Father-of-five, Gerry Ryan , who hosted a hugely popular Irish radio program, died suddenly earlier this year of a suspected heart attack. The 53-year-old was found dead in his apartment in Dublin on April 30th.
Coroner Eamon Lean said that Ryan's heart was normal when he carried out the post mortem examination. However toxicology tests later revealed that traces of cocaine were found in his system. He said that cocaine was the likely trigger to a cardiac arrhythmia that resulted in his death.
When questioned by Barrister Brendan Grehan, Dr Lean said that the levels of cocaine detected were very low. He added that cocaine is an unpredictable drug that does not have to be taken in high doses to have a severe impact.
The Dublin City Coroner Brian Farrell has recorded a verdict of death by misadventure.

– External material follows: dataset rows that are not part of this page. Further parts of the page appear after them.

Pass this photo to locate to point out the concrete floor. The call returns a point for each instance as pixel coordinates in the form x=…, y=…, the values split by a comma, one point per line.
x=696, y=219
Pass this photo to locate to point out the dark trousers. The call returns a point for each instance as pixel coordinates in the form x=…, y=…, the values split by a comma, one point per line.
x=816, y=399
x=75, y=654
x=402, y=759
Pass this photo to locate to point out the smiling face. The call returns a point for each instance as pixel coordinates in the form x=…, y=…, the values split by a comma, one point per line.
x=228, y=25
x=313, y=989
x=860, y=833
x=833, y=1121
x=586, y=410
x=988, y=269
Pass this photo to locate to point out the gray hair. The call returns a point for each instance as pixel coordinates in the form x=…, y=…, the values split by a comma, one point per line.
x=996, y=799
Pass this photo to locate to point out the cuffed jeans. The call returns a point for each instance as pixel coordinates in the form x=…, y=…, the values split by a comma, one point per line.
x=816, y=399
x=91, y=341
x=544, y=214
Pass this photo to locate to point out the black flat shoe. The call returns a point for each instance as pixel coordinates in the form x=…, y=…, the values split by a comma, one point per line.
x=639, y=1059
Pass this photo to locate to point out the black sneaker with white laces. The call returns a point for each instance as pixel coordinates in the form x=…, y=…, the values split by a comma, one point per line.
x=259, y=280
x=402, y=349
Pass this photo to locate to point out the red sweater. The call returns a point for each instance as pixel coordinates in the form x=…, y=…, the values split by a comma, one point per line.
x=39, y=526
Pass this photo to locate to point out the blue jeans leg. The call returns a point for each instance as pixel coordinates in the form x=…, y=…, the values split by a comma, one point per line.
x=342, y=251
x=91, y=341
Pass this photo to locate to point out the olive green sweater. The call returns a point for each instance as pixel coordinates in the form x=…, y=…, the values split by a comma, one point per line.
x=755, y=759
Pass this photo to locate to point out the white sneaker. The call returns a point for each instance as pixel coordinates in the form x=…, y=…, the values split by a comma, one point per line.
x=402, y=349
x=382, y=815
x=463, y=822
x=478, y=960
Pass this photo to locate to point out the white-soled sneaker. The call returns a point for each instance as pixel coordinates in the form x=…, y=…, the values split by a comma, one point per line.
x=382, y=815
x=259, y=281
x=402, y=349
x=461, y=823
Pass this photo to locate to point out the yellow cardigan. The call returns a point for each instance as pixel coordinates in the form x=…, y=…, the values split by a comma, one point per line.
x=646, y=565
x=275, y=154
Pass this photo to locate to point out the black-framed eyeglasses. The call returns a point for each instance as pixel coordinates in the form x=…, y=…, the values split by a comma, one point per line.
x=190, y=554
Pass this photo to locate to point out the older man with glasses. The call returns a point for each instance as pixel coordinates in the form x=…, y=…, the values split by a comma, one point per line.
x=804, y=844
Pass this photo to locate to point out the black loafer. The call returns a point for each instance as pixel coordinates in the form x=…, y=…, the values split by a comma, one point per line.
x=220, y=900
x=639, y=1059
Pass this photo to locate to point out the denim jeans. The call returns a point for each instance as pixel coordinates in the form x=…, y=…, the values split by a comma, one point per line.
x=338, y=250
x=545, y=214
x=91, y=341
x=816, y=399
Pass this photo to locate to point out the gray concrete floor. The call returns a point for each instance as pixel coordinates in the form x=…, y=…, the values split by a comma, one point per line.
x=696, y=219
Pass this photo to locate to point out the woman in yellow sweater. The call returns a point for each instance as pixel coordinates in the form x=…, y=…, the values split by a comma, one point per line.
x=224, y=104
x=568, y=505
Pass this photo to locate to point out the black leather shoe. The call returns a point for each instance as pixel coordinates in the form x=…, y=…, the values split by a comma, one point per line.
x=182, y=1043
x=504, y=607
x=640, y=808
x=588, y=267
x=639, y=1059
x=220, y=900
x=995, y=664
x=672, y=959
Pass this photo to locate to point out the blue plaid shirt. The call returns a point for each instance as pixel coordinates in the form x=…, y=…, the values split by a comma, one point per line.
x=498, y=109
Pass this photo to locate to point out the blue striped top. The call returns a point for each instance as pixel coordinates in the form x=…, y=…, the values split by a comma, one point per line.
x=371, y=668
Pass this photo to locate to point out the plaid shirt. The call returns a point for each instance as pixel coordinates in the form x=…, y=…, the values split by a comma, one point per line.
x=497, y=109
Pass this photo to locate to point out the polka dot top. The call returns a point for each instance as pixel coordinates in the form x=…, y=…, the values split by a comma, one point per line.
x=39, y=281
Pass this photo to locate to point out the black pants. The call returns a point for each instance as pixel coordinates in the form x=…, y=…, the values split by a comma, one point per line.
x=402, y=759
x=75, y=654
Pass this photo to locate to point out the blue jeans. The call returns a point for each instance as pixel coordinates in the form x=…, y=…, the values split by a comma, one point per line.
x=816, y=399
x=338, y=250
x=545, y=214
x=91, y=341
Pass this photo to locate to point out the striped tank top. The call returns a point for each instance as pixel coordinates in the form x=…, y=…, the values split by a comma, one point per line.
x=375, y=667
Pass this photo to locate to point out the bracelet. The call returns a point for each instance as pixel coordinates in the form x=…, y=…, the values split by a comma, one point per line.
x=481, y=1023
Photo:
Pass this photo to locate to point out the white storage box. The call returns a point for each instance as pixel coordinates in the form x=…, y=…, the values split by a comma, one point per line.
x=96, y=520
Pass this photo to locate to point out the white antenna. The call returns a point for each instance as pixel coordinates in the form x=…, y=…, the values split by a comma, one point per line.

Earlier, Mr Ryan's former partner , Melanie Verwoerd,denied that he had used cocaine in the hours before his death.
When asked by the coroner if "cocaine was ever an issue", Ms Verwoerd replied “absolutely not”.
She said that one of the ground rules of their relationship was that drugs were unacceptable. She was insistent that in the two years the couple were together nothing had been used.
Ms Verwoerd said that the strain of finalizing his separation from his wife, as well of enormous pressure from his job in RTE had begun to take a toll on Mr Ryan. As a result he was constantly waking in the middle of the night feeling very unwell.
She said the broadcaster had told her he was 'totally banjaxed'.
Speaking after the verdict in Dublin, Ms Verwoerd said she believes her partner had kept his promise not to use drugs until the night of his death and added that the toxicology report had come as a huge shock to her.
Mr Ryan's former wife Morah and his son Rex were also present at the inquest. In a statement released after the inquest she said that even as a broadcaster, her husband had struggled to communicate.
She said: “If today is to mean something, it is to offer encouragement. If it is to have a message it is that there is always someone to share your problem with, someone to offer professional advice and someone to shine light into your life when you need it most.
“There is always someone to ask. That is the simple message Gerard would have dearly wished from today.”